Los tatuajes, tan usados como elemento decorativo del cuerpo, también pueden servir para disimular imperfecciones de la piel y mejorar partes que han sido modificadas por distintos motivos, entre ellos, la quimioterapia o una operación de cáncer.

 Los tatuajes terapéuticos y la micropigmentación son actualmente las dos técnicas más usadas para crear estos efectos ópticos. La micropigmentación médica se aplica en la epidermis superficial, una zona donde hay poca vascularización y es imposible que el pigmento migre desde la sangre a ninguna otra parte del cuerpo. A diferencia del tatuaje que se realiza en dermis profunda, al ser un tejido que no se renueva, es permanente.

El tatuaje es una técnica que usa pigmentos difíciles de eliminar. En cambio, con la micropigmentación, se aconseja aplicar un retoque al cabo de un mes de realizarla, ya que el pigmento va desapareciendo paulatinamente.

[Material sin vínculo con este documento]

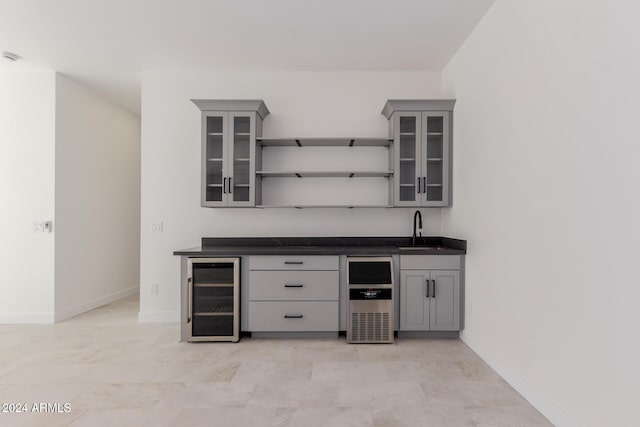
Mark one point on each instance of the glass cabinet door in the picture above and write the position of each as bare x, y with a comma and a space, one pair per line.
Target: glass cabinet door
242, 165
408, 186
213, 160
435, 156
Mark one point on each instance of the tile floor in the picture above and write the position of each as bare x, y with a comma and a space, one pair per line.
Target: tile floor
114, 371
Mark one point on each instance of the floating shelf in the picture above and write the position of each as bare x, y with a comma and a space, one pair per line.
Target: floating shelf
323, 206
325, 174
325, 142
213, 285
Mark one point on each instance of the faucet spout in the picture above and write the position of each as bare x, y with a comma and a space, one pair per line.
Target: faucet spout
416, 216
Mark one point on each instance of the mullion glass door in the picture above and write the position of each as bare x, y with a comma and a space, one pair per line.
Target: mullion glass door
407, 136
435, 157
213, 160
242, 173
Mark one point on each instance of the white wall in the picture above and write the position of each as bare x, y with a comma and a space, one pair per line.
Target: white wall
546, 192
97, 212
301, 104
26, 195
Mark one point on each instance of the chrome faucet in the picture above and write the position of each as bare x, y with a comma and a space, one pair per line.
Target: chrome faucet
417, 216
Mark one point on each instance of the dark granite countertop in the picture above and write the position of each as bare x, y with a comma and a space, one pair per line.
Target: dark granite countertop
240, 246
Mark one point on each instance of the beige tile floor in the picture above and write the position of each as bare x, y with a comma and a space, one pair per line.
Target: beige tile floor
114, 371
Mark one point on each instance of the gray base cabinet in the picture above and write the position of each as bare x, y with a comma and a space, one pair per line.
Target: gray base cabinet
293, 294
430, 298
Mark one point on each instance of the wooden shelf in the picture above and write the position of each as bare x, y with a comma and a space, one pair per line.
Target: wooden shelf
324, 142
325, 174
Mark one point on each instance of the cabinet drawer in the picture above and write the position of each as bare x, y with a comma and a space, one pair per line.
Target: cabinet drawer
312, 316
293, 262
293, 285
430, 262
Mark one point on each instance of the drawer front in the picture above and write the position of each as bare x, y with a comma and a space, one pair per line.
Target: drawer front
430, 262
293, 262
293, 285
293, 316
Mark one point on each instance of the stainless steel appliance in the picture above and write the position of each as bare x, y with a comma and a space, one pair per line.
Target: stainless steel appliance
370, 310
213, 299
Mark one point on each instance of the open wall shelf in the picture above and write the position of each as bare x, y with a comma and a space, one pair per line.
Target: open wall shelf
324, 142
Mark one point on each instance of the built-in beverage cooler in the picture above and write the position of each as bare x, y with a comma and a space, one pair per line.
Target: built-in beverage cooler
213, 299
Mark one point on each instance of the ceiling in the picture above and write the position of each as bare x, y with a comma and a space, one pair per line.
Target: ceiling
105, 44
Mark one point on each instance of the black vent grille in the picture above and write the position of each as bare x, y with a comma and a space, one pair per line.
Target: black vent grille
370, 327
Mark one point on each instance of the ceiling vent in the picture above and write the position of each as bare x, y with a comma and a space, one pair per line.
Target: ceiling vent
10, 56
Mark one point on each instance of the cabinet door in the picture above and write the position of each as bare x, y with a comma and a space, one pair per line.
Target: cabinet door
435, 158
408, 186
241, 159
414, 304
214, 134
444, 311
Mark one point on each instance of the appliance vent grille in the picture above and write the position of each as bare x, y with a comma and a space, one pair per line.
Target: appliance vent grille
370, 327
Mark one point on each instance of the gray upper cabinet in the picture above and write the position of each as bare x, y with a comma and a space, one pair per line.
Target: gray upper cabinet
422, 135
229, 132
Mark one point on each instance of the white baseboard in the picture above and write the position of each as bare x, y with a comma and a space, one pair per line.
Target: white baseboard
550, 409
26, 317
158, 317
68, 313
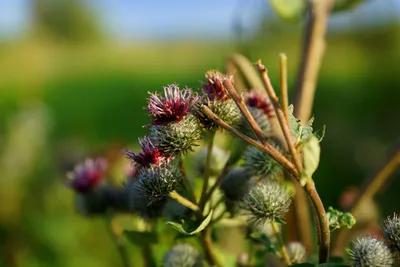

Estas técnicas permiten, tras una mastectomía, por ejemplo, componer parte o la totalidad de la areola y recrear ópticamente el pezón perdido, ocultar cicatrices o aumentar ópticamente el tamaño de la areola. También es posible con ellas camuflar vitíligos (enfermedad en la que se pierde la pigmentación de la piel). Se utilizan cuando no son áreas muy extensas del cuerpo o incluso en alopecias causadas muchas veces por un tratamiento de quimioterapia.

Muchos pacientes también optan por el tatuaje artístico, que permite camuflar una cicatriz tras un bonito diseño. Los pigmentos utilizados tanto en los terapéuticos como en los artísticos son permanentes igualmente. Se aplican en dosis individuales, desechando siempre el sobrante.

En los casos de camuflaje de la alopecia,  se puede realizar micropigmentación en las entradas del cuero cabelludo y en las cejas, con la ayuda de una línea de pelo microinjertado de otras partes del cuerpo, para recuperar zonas donde el pelo no ha crecido con tanta densidad.

Son tratamientos de baja agresividad y fácil curación, con los que se consiguen resultados naturales y que evitan nuevas intervenciones. Recuperar la apariencia estética genera efectos psicológicos muy positivos en la persona.